Por isto a cada dia fico mais encantada com Vinicius de Moraes; mais que inteligência, ele tinha integridade - vivia tudo o que cantava.

Bjs,

KT

MEMÓRIAS DO ÚLTIMO AMOR

- Gilda Mattoso

Parece mentira que Vinicius faria 100 anos nesse 2013 já que era um espírito de extrema jovialidade. Quando nos casamos em Paris, 1978, todas as pessoas se assustavam com nossa diferença de idade de quase 40 anos, menos eu, que o achava muito sem juízo mas também reconhecia que seu charme estava justamente aí. Vinicius se jogava na vida, corria riscos imensos, sempre destemido e em busca do amor perfeito!

Largava tudo pra trás e se atirava em um novo amor. Eu sempre mais ponderada apesar da tenra idade que tinha até mesmo quando ele morreu e me deixou viúva aos 28 anos! Desde muito menina, eu era admiradora dele, de sua poesia, de suas canções, e chegava a dizer, quando ele aparecia em jornais, revistas ou TV: “Quando me casar quero que seja com um homem como este”, provocando espanto em minha mãe, que retrucava: “Vira essa boca pra outro lado - este homem, embora excelente poeta (ela própria era poeta amadora) é um beberrão, destruidor de lares!”. Minha mãe também terminou sucumbindo ao charme dele (fazia até docinhos com adoçante para ele, que era diabético). Para surpresa geral e até minha, esse homem se apaixonou por mim e eu por ele e vivemos felizes e intensamente os poucos anos que o destino nos reservara.

Fico pensando em como Vinicius estaria hoje com 100 anos e pensando nele nesse Brasil devastado pela corrupção e pelos políticos medíocres. Ele, pouco antes de morrer, fazia seu quadro de políticos de sonhos: Presidente da República: Jaime Lerner; Ministro da Cultura: Sergio Buarque de Hollanda; Ministro das Relações Exteriores: Otto Lara Resende; Ministro da Saúde: Clementino Fraga Filho ou Paulo Niemeyer... e por aí ia. Todos esses grandes nomes eram amigos dele mas, acima de tudo, grandes brasileiros.

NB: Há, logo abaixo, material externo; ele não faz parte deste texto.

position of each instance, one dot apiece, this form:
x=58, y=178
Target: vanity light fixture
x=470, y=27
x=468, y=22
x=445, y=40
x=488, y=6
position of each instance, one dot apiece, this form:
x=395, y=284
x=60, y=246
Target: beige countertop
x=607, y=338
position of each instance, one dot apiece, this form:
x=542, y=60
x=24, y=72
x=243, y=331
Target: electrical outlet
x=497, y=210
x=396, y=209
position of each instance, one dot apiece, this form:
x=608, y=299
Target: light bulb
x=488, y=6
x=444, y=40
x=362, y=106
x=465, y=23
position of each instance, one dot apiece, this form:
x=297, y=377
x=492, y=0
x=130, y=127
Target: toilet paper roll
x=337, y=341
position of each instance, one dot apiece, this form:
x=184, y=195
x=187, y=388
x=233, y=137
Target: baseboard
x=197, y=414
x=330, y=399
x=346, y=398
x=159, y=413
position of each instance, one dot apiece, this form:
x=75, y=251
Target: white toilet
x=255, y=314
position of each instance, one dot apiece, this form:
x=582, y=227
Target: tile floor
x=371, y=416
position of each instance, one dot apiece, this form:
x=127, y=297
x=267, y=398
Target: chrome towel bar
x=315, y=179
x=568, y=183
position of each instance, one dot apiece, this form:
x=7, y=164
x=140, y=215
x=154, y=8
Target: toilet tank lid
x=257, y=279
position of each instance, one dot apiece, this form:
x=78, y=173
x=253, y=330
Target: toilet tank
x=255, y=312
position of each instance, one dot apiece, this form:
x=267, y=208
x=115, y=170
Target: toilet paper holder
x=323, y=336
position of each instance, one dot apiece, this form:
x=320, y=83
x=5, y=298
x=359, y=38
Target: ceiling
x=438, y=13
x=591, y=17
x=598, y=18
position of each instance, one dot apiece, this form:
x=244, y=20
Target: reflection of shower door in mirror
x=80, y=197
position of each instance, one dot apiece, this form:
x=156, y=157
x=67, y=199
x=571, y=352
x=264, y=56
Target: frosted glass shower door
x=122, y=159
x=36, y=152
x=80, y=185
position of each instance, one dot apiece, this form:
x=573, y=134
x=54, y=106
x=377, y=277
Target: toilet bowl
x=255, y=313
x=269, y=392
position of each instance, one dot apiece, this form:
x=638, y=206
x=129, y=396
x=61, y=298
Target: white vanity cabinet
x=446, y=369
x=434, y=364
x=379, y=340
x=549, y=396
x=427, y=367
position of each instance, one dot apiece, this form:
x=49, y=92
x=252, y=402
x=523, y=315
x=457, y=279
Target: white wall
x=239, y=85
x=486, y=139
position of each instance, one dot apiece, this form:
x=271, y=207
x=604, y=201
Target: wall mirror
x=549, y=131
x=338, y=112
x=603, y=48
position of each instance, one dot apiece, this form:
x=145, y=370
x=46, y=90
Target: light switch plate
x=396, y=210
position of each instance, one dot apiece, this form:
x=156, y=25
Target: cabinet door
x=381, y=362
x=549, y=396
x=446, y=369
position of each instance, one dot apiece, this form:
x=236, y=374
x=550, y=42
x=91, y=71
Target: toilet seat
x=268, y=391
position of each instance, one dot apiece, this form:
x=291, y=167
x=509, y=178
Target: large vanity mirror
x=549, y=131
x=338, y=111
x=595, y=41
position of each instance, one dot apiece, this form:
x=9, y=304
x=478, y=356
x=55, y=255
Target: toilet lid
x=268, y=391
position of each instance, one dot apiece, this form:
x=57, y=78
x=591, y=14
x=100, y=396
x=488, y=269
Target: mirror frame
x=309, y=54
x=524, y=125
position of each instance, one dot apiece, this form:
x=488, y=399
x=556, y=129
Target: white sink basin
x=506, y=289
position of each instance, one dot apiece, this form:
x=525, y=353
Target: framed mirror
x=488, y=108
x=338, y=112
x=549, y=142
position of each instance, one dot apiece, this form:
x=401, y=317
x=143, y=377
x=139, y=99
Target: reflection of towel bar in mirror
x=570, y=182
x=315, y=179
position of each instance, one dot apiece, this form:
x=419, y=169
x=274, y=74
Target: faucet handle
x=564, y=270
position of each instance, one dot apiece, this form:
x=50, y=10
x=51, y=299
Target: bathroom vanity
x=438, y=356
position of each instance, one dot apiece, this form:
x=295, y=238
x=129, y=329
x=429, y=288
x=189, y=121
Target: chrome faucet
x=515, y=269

Ele ficava horas na banheira onde, aliás, veio a falecer, pensando nisso e em outros sonhos, como a cura da diabetes (enfermidade que acabou por matá-lo por outras vias), a justiça entre os homens, o fim da desigualdade social brasileira... enfim, foi um grande brasileiro que levou o nome do Brasil para todos os lugares do mundo por onde passou, com sua música e sua poesia inesquecíveis.

Às vezes, quando via meus amigos Enrica e Michelangelo Antonioni, que tinham quase a mesma diferença de idade que a nossa, ficava com inveja e pensava em como você teria ficado, já mais velho, e achava que teríamos uma relação parecida com a do casal italiano.

Tem 2 traços na personalidade de Vinicius que me fascinavam: primeiro, a generosidade. Ele foi o ser mais generoso que conheci e dizia que a coisa pior do mundo era a avareza, que perdia só para a grosseria que ele abominava. Dizia que quem era mesquinho com coisas materiais também o era com os sentimentos. O segundo traço era o senso de humor. Ele também dizia que, em certas situações, ele preferia uma pessoa sem caráter a uma pessoa sem senso de humor!

Por vezes, estou nas minhas caminhadas na Lagoa e me vem a canção que ele e Toquinho fizeram e que cantavam nas infinitas turnês que fizeram pelo Brasil e que dizia: ¨Nós vamos pelas rotas do Brasil / nós somos os quatro mosqueteiros musicais / cantamos com empenho varonil / prás meninas, coroas e mocinhas virginais / nós somos Athos, Portos, Aramis e D’Artagnan / vivemos uma vida bem feliz e folgazã / os quatro mosqueteiros musicais / Azeitona*, Mutinho* Toquinho / e o Vinicius.... e o Vinicius.... e o Vinicius de Moraes!”

*Azeitona era baixista e Mutinho baterista da banda que acompanhava eles.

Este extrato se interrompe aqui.